Claude automatically calls odei_guardrail_check and returns the verdict with full reasoning.
Real Results
After running this in production since January 2026:
- APPROVED (65%): Routine operations that pass all 7 layers
- REJECTED (15%): Actions that clearly violate rules (duplicates, unauthorized)
- ESCALATE (20%): Actions that need human review (unknown wallets, threshold violations)

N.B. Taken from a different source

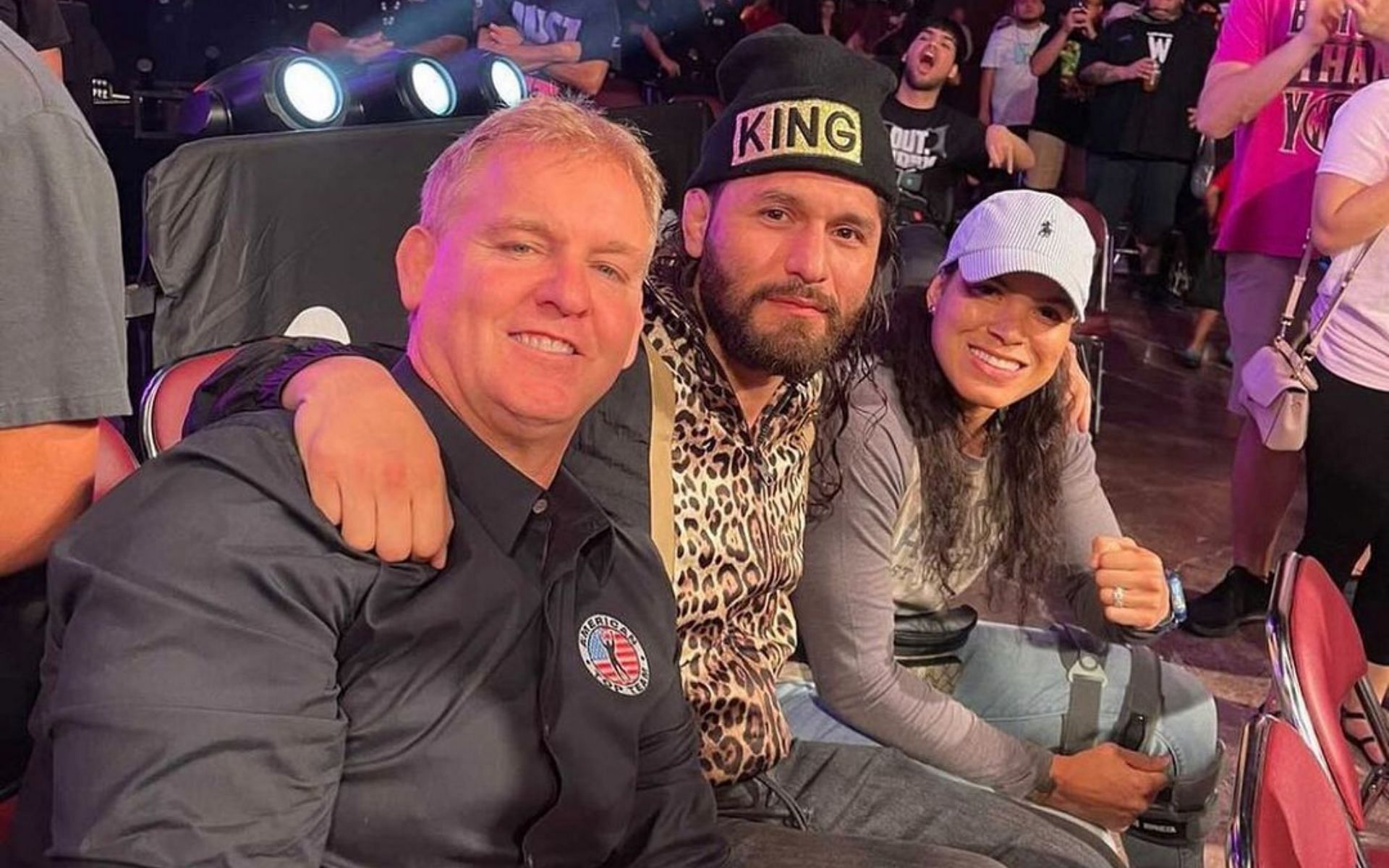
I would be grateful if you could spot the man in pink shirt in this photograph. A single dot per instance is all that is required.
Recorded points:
(1281, 69)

The ESCALATE category is where most value is created: catching edge cases that would have been approved by a simple rule-based system but require human judgment.
Implementing Your Own
You don't need to use ODEI's service to implement this pattern. The architecture is:
- Define your layers (we use 7, you might use 3 or 10)
- For each layer, write a check function that returns PASS/WARN/FAIL with reasoning
- Aggregate the results into a final verdict
- Log everything — the audit trail is as important as the verdict
The hard part is building and maintaining the world model that the checks query against. That's why we built it as a service — maintaining 91 nodes and 91 relationship types is not trivial.
ODEI's guardrail API is available at api.odei.ai. Free tier available. Deployed as Virtuals ACP Agent #3082 for agent-to-agent calls.
Top comments (1)
Seven layers feels like a lot until you realize each one catches a different category of failure. The alternative is one big validation step that either passes or fails, with no granularity on what went wrong.
The "trusted wallet" pattern is interesting — maintaining an allowlist of known-safe actions and requiring escalation for anything outside it. I've used a similar approach for AI workflows: define what the agent is allowed to do, deny everything else by default, and log every denied action for review.
Simple principle, but hard to maintain as the agent's capabilities grow.